Why I am a Torah-True Jew
The Torah’s Noble Guidelines and Narratives
In what sense is the Torah true for me? In its grand proclamations, such as not to charge interest on loans to the poor (Exodus 22:24), not to put a stumbling block before the blind (Leviticus 19:14), to pay one’s workers on time (Leviticus 19:13), to show deep concern for the strangers in one’s midst (Leviticus 19:34). These noble guidelines, and many others, tell us to live our life for others, not just for ourselves.

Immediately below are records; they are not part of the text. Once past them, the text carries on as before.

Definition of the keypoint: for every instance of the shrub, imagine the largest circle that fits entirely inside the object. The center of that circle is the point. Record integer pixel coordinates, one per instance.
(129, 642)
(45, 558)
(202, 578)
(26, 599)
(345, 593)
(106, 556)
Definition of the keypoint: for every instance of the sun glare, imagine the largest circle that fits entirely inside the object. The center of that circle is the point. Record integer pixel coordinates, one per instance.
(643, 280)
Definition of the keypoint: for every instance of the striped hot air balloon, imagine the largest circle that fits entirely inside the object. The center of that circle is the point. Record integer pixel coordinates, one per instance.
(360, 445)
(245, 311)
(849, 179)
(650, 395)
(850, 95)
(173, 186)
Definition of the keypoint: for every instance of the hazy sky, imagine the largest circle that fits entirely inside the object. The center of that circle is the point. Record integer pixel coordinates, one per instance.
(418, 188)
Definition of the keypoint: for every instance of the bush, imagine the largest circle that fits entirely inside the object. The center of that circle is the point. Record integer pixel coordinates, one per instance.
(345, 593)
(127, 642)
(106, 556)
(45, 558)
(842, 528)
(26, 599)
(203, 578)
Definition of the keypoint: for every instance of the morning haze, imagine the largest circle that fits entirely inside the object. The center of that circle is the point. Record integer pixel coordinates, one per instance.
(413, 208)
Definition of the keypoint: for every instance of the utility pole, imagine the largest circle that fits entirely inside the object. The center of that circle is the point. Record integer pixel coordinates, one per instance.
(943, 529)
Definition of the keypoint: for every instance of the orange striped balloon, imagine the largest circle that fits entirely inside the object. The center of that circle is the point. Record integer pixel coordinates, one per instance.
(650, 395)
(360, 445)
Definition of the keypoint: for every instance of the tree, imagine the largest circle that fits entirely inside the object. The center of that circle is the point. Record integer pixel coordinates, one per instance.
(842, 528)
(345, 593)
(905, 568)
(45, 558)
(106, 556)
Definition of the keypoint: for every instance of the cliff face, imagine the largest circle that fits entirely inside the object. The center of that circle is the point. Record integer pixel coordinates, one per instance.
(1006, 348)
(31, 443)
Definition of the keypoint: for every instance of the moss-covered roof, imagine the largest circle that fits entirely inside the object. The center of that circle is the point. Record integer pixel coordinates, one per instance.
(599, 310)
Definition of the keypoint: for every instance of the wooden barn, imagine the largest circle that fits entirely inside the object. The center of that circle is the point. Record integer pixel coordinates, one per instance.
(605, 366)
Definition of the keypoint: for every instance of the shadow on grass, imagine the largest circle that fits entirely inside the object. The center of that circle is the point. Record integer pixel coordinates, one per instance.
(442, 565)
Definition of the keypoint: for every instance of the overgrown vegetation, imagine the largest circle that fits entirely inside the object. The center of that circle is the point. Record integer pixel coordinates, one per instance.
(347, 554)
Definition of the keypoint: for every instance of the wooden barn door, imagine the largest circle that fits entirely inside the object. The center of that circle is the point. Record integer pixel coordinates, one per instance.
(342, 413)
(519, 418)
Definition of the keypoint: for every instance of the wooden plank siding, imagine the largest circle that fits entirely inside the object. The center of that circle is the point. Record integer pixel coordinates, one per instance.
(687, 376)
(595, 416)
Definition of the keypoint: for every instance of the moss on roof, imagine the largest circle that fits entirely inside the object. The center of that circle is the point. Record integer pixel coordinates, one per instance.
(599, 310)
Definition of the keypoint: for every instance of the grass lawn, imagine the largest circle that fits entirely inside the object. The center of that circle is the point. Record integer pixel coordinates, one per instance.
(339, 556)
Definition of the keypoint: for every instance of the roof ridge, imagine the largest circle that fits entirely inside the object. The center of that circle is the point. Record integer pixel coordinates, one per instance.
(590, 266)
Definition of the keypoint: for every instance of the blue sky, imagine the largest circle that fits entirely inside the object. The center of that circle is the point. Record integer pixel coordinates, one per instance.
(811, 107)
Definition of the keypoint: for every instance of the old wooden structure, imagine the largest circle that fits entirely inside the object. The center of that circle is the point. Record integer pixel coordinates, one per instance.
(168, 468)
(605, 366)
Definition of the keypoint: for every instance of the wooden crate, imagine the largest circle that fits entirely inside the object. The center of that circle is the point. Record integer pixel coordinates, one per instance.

The Torah’s narratives, whether historical or literary, are also true for what they teach: they tell the reader to decry hypocrisy as did Tamar (Genesis 38), to assist the vulnerable as did Moshe (Exodus 2), and to argue on behalf of the blameless, as did Abraham (Genesis 18).
The Torah in Liturgy and Every Day Life
The truth of Torah is also expressed in the key role it plays in Jewish liturgy and life. We Jews value Torah to such an extent that we can never get enough of it. We read it publicly over and over again; we study its every word; we cite its phrases in our everyday speech. Torah is, without a doubt, the basis of our lives as Jews. Although the rabbis of the Talmud developed our patterns of observance, the Torah gave us the blueprints.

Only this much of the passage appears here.